There was only one hope she didn’t and wouldn’t allow herself to hold on to : that if, in almost thirty years, she hadn’t found a man, not a single one, who was exclusively significant for her, who had become inevitable to her, someone who was strong and brought her the mystery she had been waiting for, not a single one who was really a man and not an eccentric, a weakling or one of the needy the world was full of – then the man simply didn’t exist, and as long as this New Man did not exist, one could only be friendly and kind to one another, for a while. There was nothing more to make of it, and it would be best if women and men kept their distance and had nothing to do with each other until both had found their way out of the tangle and confusion, the discrepancy inherent in all relationships. Perhaps one day something else might come along but only then, and it would be strong and mysterious and have real greatness, something to which each could once again submit.
Yes, if we are not able to find the person of our dreams, it is better to just be friendly and as Voltaire says in ‘Candide’, live a simple life and tend to our own garden. That is not a bad life – it is simple and beautiful and rewarding.

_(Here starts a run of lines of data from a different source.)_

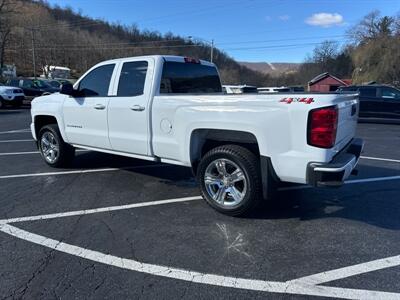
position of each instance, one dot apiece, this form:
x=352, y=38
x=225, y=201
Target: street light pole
x=212, y=50
x=210, y=43
x=33, y=52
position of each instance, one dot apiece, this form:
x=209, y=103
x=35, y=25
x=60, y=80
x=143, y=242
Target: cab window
x=132, y=79
x=97, y=82
x=368, y=92
x=390, y=93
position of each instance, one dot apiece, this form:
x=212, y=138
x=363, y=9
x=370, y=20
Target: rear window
x=184, y=78
x=368, y=92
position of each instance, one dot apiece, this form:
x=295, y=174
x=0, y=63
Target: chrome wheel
x=49, y=147
x=225, y=182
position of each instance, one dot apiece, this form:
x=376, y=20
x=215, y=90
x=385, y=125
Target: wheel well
x=41, y=121
x=203, y=140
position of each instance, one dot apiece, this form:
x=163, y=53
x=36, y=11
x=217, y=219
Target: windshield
x=41, y=84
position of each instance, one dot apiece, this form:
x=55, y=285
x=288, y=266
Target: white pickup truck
x=171, y=109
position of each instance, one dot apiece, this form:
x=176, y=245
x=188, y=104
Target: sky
x=247, y=30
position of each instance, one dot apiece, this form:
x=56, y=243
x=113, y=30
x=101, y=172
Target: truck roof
x=164, y=57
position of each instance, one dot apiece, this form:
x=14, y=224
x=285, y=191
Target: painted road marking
x=353, y=181
x=381, y=159
x=16, y=131
x=79, y=171
x=16, y=141
x=345, y=272
x=302, y=286
x=33, y=152
x=99, y=210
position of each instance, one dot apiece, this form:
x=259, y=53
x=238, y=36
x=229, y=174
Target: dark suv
x=377, y=101
x=32, y=87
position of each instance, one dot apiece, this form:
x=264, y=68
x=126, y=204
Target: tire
x=54, y=151
x=17, y=103
x=238, y=192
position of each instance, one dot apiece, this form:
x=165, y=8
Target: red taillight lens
x=322, y=127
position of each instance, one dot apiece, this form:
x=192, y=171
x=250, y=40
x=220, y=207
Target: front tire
x=230, y=180
x=55, y=152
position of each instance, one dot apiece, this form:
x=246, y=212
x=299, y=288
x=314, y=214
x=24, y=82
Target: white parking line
x=353, y=181
x=16, y=141
x=16, y=131
x=78, y=171
x=98, y=210
x=349, y=271
x=380, y=159
x=32, y=152
x=302, y=286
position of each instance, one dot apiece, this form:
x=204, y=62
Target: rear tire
x=55, y=152
x=230, y=180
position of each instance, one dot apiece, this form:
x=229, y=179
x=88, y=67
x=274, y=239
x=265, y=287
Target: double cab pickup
x=171, y=109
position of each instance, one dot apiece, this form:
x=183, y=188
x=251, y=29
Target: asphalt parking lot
x=112, y=227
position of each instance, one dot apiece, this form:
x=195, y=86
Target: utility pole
x=212, y=50
x=33, y=52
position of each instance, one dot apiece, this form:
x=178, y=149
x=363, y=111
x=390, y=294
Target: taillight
x=322, y=126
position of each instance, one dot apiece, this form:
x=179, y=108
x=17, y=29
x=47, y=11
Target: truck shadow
x=374, y=203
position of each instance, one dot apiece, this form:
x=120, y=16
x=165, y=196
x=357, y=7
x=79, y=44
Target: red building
x=326, y=82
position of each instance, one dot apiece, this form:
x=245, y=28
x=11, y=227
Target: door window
x=97, y=82
x=390, y=93
x=132, y=79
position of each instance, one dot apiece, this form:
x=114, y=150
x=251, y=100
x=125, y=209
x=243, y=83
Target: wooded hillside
x=63, y=37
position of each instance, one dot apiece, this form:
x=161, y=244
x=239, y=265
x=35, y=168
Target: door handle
x=99, y=106
x=137, y=108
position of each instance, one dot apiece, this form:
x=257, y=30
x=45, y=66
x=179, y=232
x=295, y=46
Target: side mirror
x=67, y=89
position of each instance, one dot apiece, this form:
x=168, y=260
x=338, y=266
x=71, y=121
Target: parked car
x=171, y=109
x=377, y=101
x=11, y=96
x=32, y=87
x=56, y=83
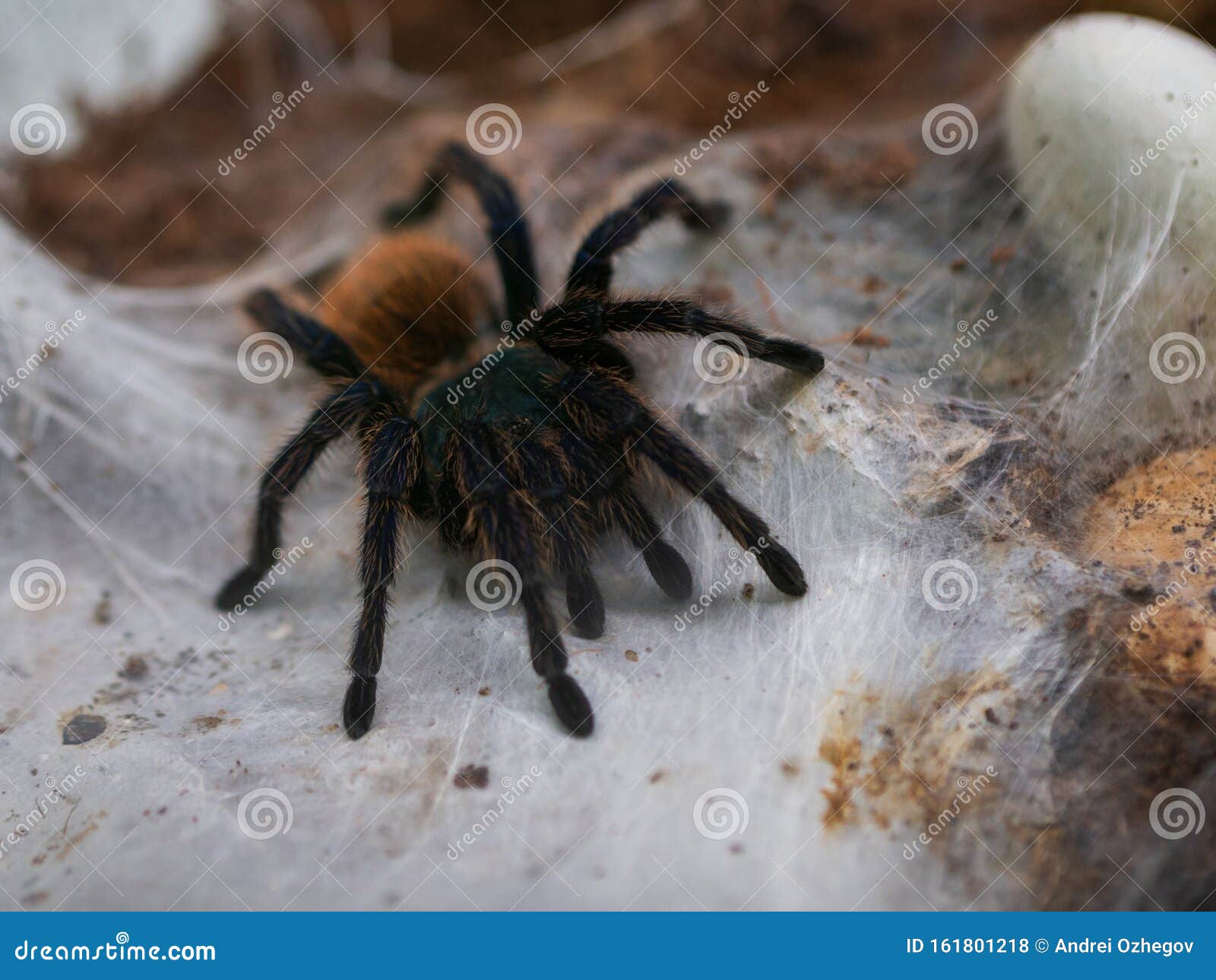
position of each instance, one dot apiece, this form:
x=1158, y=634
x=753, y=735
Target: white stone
x=1112, y=131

When I read Ingeborg Bachmann’s other short story collection ‘The Thirtieth Year’, I found it philosophical and intellectually demanding. I was thinking that ‘Three Paths to the Lake’ would be similar. But it wasn’t. It was definitely philosophical. But it was more accessible. (It is either that or I must have become a more sophisticated reader in the short space of a year). Bachmann’s prose flows beautifully and though there are long sentences with multiple clauses, while reading them, one doesn’t notice their length or complexity. Bachmann makes reading a difficult book seem quite easy with her brilliant prose style. I don’t know how she managed to achieve that.
With every story I read, Ingeborg Bachmann keeps getting better and better. I think ‘Three Paths to the Lake’ is my favourite Ingeborg Bachmann story yet. I loved it. I will be definitely reading it again. I am looking forward to reading the other stories in the book. And if I have time left still, I hope to read her novel ‘Malina’.

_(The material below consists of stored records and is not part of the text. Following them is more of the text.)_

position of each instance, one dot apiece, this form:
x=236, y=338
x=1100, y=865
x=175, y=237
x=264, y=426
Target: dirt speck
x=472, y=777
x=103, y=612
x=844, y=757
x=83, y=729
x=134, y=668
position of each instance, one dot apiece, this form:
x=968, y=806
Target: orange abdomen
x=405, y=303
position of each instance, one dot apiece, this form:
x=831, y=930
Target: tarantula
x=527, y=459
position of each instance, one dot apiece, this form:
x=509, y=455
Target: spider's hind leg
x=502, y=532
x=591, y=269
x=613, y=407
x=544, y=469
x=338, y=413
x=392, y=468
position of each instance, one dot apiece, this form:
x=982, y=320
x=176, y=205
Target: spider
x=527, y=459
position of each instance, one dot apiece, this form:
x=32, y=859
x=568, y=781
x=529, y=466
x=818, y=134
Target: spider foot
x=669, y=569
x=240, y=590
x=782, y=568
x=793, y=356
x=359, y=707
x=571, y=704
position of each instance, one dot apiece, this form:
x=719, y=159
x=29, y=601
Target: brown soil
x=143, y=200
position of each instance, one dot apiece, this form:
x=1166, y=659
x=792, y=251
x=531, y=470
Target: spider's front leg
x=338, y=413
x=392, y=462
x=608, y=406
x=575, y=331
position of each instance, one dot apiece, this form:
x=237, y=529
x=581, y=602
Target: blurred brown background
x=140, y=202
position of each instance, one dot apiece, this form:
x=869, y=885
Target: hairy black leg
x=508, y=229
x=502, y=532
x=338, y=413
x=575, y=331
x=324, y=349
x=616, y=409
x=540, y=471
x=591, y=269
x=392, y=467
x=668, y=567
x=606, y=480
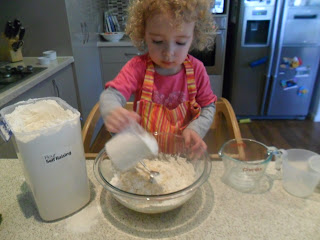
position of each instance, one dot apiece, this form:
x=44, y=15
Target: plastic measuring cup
x=130, y=146
x=299, y=172
x=245, y=162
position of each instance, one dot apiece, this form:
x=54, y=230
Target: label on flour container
x=57, y=156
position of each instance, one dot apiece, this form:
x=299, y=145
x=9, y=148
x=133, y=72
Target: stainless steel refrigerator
x=272, y=58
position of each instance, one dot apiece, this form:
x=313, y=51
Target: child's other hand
x=194, y=142
x=119, y=118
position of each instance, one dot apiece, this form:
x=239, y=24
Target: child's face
x=167, y=45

I can’t finish this post without saying this. One of my perennial regrets will always be that dear Inge left behind only a small body of work – two slim short story collections, one novel, two novel fragments, one collection of poetry, one slim war diary and one collection of letters. I wish she had written more. I wish she had lived longer. But I am grateful that she wrote what she did and left behind these beautiful, slim, literary masterpieces. My life would have been poorer without them.
Have you read ‘Three Paths to the Lake’? What do you think about it?